Name transcription(s)
- • Chinese: 巴歪岛
- • Pinyin: bāwāi dǎo
- • Malay: Pulau Pawai
- Pulau Pawai Location of Pulau Pawai within Singapore
- Coordinates: 1°11′09″N 103°43′29″E﻿ / ﻿1.1857°N 103.7246°E
- Country: Singapore

= Pulau Pawai =

Pulau Pawai, also known as Alligator Island during the colonial times, is a 182,000 m² island located within the Singapore Armed Forces Live Firing Area. It is located off the southwestern coast of Singapore, between Pulau Sudong to its north and Pulau Satumu to its south. It is one of the three islands owned by the Singapore Armed Forces for live firing exercises, the other two being Pulau Sudong and Pulau Senang.

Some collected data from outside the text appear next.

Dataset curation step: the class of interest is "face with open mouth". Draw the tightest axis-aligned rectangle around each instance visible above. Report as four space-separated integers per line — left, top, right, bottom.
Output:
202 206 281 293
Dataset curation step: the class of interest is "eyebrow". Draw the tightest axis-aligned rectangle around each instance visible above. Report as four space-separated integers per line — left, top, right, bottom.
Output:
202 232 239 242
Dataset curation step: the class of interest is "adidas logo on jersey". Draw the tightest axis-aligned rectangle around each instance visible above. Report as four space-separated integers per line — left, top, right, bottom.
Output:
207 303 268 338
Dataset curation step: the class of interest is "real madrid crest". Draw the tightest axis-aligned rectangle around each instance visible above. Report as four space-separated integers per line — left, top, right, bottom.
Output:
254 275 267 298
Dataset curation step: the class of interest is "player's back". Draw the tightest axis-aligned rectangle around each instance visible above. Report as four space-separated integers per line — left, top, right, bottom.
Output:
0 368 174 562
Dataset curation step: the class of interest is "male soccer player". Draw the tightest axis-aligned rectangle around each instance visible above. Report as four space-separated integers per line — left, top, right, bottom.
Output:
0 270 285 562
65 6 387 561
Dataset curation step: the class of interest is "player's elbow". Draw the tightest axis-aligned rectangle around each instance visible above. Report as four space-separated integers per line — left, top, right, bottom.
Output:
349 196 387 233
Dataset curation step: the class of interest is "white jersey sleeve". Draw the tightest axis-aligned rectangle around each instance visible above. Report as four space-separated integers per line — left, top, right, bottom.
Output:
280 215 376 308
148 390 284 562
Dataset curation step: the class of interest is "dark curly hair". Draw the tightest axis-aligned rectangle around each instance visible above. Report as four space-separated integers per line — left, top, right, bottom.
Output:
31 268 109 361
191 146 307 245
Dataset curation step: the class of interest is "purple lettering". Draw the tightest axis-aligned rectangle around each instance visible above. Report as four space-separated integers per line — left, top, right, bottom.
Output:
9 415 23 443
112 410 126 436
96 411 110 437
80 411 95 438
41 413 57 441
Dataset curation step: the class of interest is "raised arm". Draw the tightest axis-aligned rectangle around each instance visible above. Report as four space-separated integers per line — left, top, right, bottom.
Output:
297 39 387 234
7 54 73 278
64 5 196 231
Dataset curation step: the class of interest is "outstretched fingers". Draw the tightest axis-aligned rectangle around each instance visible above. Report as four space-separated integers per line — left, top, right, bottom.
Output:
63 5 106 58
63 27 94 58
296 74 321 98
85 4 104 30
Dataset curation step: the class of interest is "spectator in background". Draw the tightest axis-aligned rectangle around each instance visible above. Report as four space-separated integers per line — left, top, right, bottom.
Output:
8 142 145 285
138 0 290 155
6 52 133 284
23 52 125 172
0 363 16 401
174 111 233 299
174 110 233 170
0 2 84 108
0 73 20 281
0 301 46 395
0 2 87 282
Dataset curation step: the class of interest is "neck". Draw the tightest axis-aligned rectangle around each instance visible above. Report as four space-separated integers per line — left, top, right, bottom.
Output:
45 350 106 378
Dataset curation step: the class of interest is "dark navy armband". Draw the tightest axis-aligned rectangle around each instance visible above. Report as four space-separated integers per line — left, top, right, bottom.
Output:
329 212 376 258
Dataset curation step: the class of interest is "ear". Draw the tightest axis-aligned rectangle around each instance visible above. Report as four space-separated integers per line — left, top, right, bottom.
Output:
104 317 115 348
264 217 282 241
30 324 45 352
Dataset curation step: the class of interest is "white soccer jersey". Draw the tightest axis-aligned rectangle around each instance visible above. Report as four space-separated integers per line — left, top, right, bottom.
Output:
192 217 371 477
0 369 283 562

==Live Firing Area (Southern Islands)==
Since 9 June 1989, the island together with Pulau Senang and Pulau Sudong, these three islands formed the Singapore Armed Forces southern islands military training area and live-firing zone. As with all other military installations within the country, the entire live-firing zone is strictly off limits to all civilians at all times of the day and night.

The island is used mainly as a practice range for live-ammunition bombing both from the air and the ground. The Republic of Singapore Air Force and Navy take turns to use it, with the Air Force practicing strafing and the Navy practicing shelling targets.

Pawai's lush green and brown forests are mostly undisturbed and it has been found to have a rich biodiversity of coral reefs, especially fringing reefs.

==Etymology==
"Pawai" means cortège (procession, retinue) or suite of the Raja, so presumably the retinue of the Raja stayed on this island.